The Problem With Apple’s Papers, Please Censorship


papers nuditycrop

nagi0330/Steam Community



The award-winning border agent simulator Papers, Please is coming to iOS, but not without a few changes. According to a tweet from creator Lucas Pope, the nudity in the game had to be removed because Apple deemed it “pornographic content.”


Now, you might be thinking, “Sure, Apple has a blanket ban on pornographic content. What’s the problem?” First off, Papers, Please‘s pixelated, low-res nudity—which is seen when you use a body-scanning X-ray machine on the citizens who wish to enter your country—is hardly pornography, neither titillating nor sensual. Second, Apple is happy to sell you movies on iTunes that have actual naked humans, so it has a double standard for games.
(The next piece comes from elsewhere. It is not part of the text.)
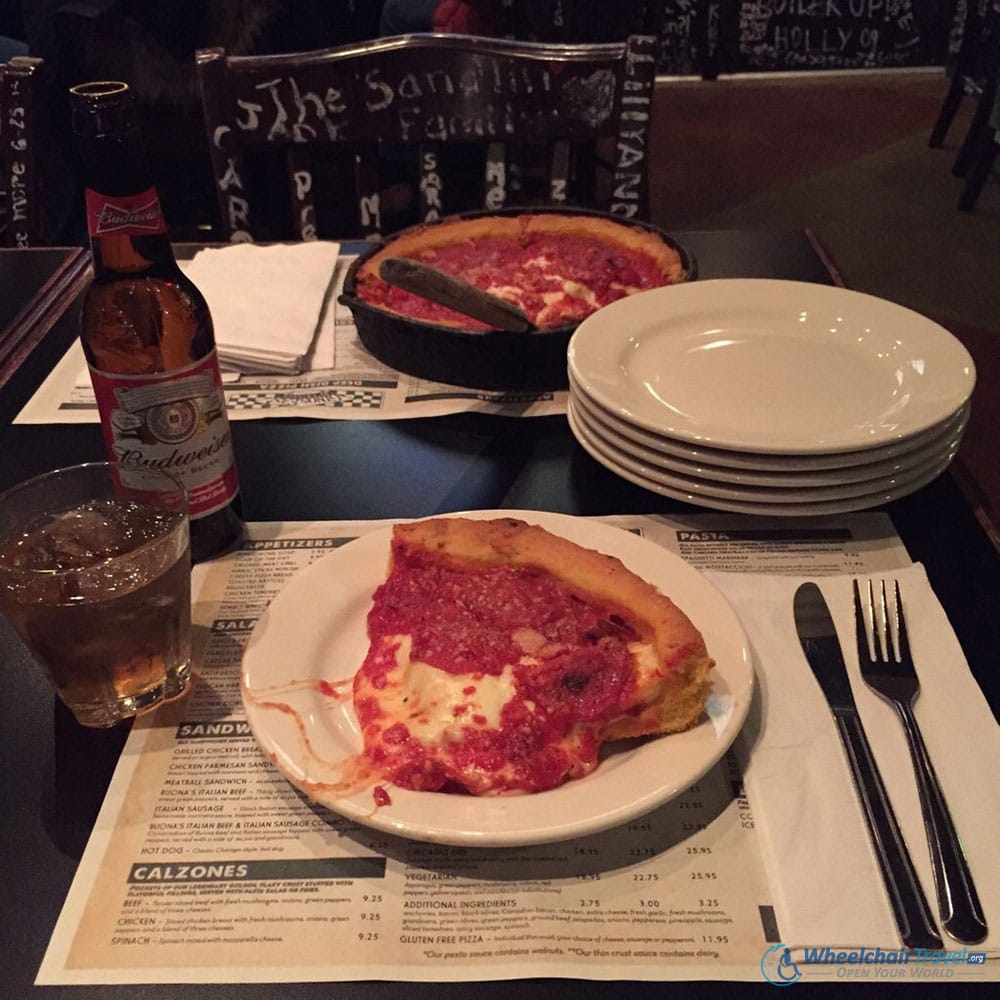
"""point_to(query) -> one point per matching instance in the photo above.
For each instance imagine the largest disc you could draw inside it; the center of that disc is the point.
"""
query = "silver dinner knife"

But the biggest issue is that removing Papers, Please‘s nudity defangs the game’s artistic impact. Papers, Please is about the degradation to which those crossing the border into a totalitarian nation are subjected, and the bleakness of working in that situation.


To be fair, the nudity in Papers, Please can be disabled in the original game. But in that case, it’s a choice that can be made by the player. Do you want to let entrants maintain the dignity of keeping their underwear on, or do you want your scanners to expose them fully?


The nudity exists to drive home the point of how dehumanizing and invasive the use of nude body scanners at checkpoints is—whether at the border of the glorious fictional nation of Arstotzka, or in the security line at JFK.